EU calls for probe into N Korea abuse claims

THE European Union, backed by countries including the US, expressed concern yesterday at reports of grave and systematic abuses in North Korea, including “infanticide in prison and labour camps”.

EU calls for probe into N Korea abuse claims

The EU, in a resolution presented to the United Nations Commission on Human Rights on behalf of 37 countries, also called for the appointment of a special UN investigator to go to the reclusive, Stalinist country.

It was the second year in a row the EU had brought a resolution on North Korea at the annual six-week session, which will vote on a raft of proposals late next week. Last year, the UN forum issued its first ever condemnation of abuses there.

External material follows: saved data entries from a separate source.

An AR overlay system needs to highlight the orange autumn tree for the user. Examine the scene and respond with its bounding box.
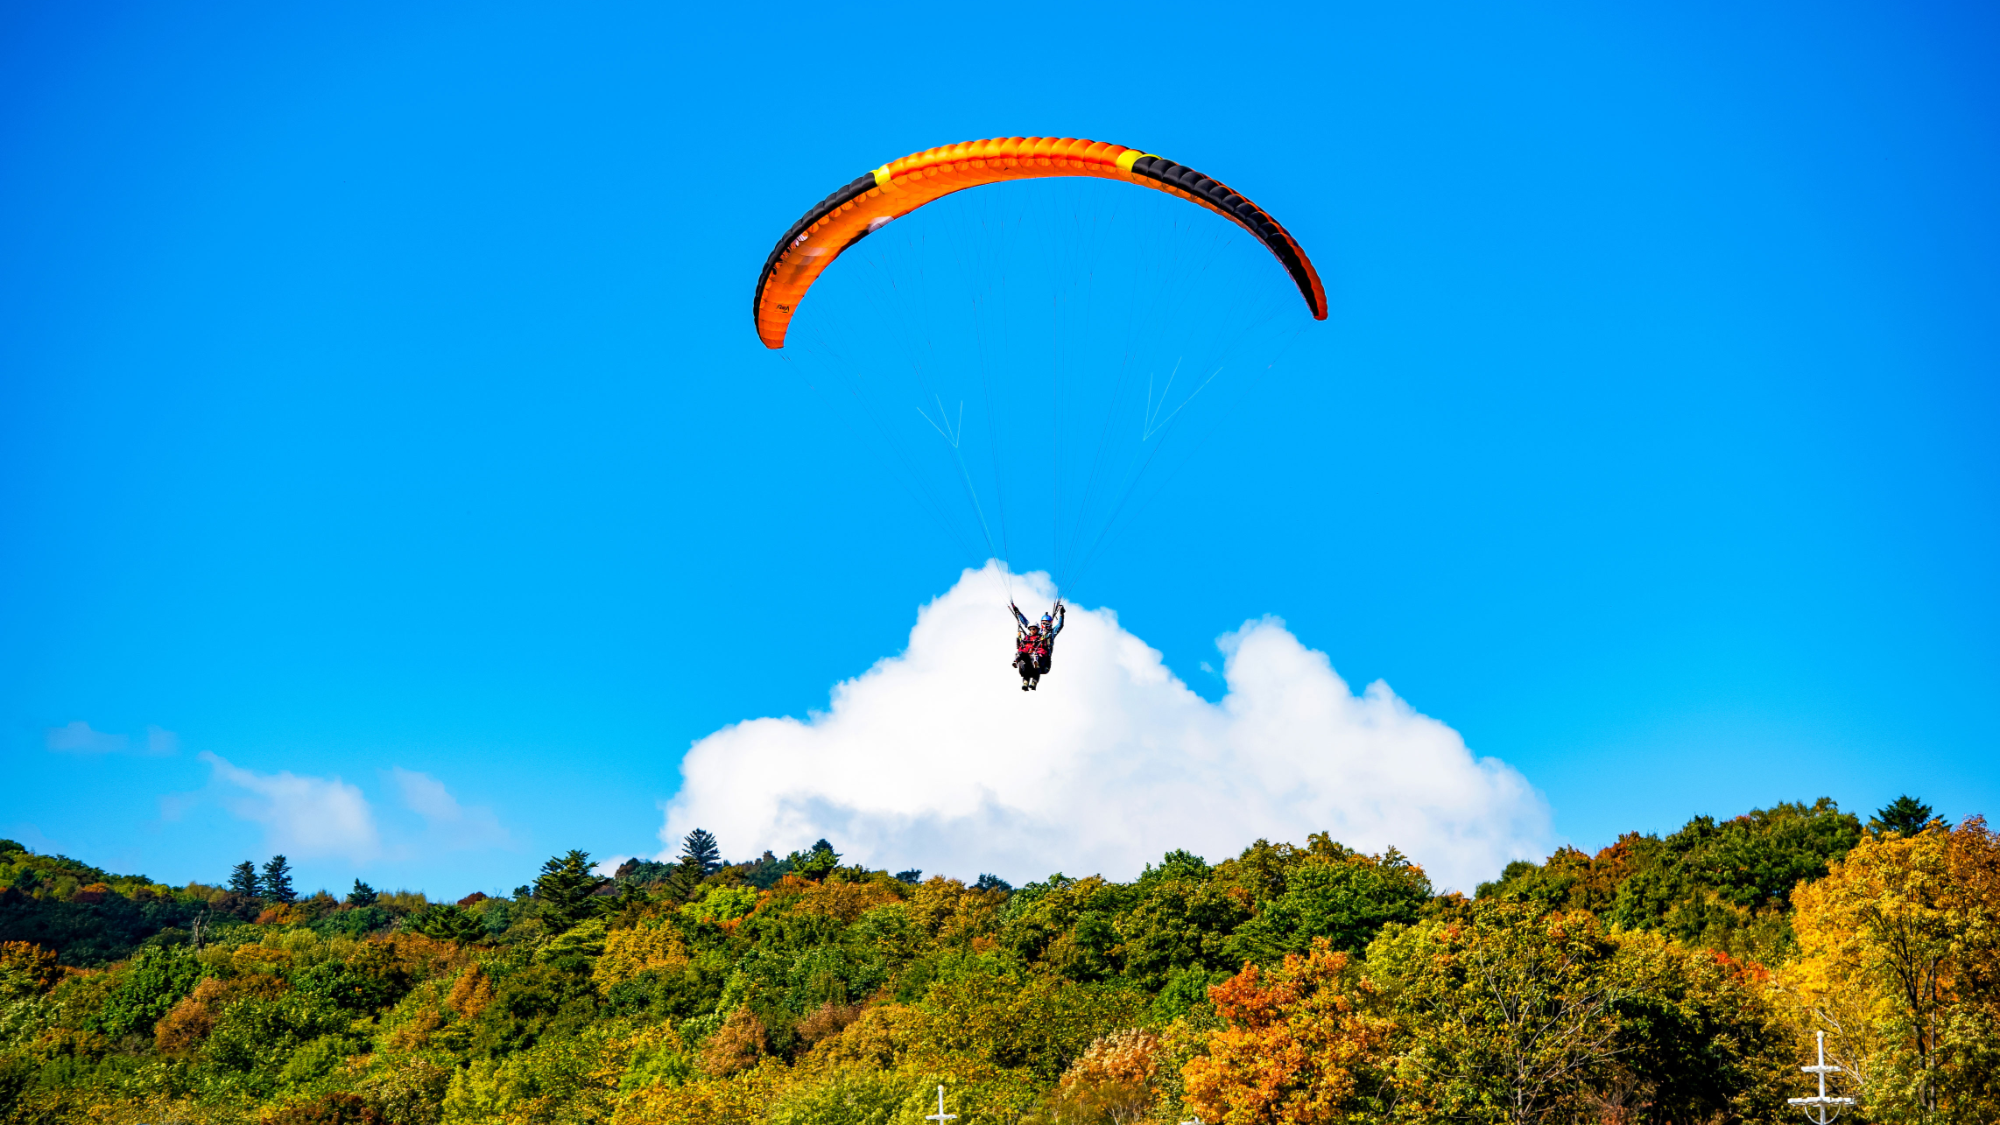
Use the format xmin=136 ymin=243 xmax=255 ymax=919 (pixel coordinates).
xmin=1182 ymin=938 xmax=1391 ymax=1125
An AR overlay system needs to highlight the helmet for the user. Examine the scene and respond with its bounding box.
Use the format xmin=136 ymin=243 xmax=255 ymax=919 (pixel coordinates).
xmin=1041 ymin=613 xmax=1054 ymax=624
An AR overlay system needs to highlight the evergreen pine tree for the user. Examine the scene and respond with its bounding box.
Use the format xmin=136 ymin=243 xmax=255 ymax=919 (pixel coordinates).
xmin=1870 ymin=794 xmax=1936 ymax=837
xmin=261 ymin=855 xmax=296 ymax=904
xmin=227 ymin=860 xmax=260 ymax=897
xmin=534 ymin=849 xmax=601 ymax=932
xmin=663 ymin=855 xmax=705 ymax=903
xmin=410 ymin=904 xmax=483 ymax=943
xmin=347 ymin=879 xmax=378 ymax=906
xmin=681 ymin=828 xmax=723 ymax=876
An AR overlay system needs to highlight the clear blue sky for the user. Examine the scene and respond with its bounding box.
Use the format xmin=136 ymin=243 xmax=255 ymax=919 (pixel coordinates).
xmin=3 ymin=1 xmax=1995 ymax=897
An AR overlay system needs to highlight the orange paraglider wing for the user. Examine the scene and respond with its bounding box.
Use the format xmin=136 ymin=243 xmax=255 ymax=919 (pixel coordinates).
xmin=752 ymin=137 xmax=1327 ymax=349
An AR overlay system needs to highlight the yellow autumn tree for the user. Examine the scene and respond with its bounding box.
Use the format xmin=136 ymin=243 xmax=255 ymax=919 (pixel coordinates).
xmin=594 ymin=917 xmax=691 ymax=993
xmin=1785 ymin=816 xmax=2000 ymax=1122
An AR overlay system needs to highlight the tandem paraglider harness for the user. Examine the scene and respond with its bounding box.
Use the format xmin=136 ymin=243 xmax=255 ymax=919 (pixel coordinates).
xmin=1010 ymin=602 xmax=1064 ymax=689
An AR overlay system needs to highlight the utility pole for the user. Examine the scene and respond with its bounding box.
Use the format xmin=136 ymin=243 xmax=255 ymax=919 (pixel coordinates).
xmin=1787 ymin=1030 xmax=1855 ymax=1124
xmin=925 ymin=1085 xmax=956 ymax=1125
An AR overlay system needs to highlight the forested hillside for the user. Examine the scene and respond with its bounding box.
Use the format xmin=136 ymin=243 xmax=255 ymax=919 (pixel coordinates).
xmin=2 ymin=794 xmax=1994 ymax=1124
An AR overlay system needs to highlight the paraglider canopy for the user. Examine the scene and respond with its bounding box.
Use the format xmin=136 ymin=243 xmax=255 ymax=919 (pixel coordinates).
xmin=758 ymin=136 xmax=1327 ymax=602
xmin=753 ymin=136 xmax=1328 ymax=349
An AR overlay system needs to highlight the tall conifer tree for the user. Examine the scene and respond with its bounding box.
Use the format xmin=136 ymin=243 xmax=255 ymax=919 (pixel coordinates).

“It is a stronger resolution than last year. There are credible reports, unfortunately, of infanticide in camps,” an EU diplomat said. “We are asking the government to allow media and NGOs (non-governmental organisations) to disprove these reports. If the authorities have a story to tell we are willing to listen,” the diplomat said.

There was no immediate comment from North Korea’s observer delegation at the talks.

Kang Won Cheol, a North Korean defector, said that he hoped that the resolution would serve as a wake-up call.

“People need to know what is going on in North Korea,” he told a Commission seminar. He described a North Korean defector being beaten to death upon return from China, women inmates forced to abort as well as a public execution he was forced to watch as a schoolboy.

Concerns have grown since a documentary aired by Britain’s BBC in February, which featured a document that said North Korea had tested chemical weapons on political prisoners and quoted a man who said he had seen a family die in a gas chamber at a camp.

The EU resolution expresses concern at “imposition of the death penalty for political reasons” as well as torture, public executions, arbitrary detention and extensive forced labour.

“All-pervasive and severe restrictions” on freedoms of thought, religion, expression and assembly are also cited.

South Korea, China and Russia have not signed the resolution and are unlikely to do so, according to diplomats.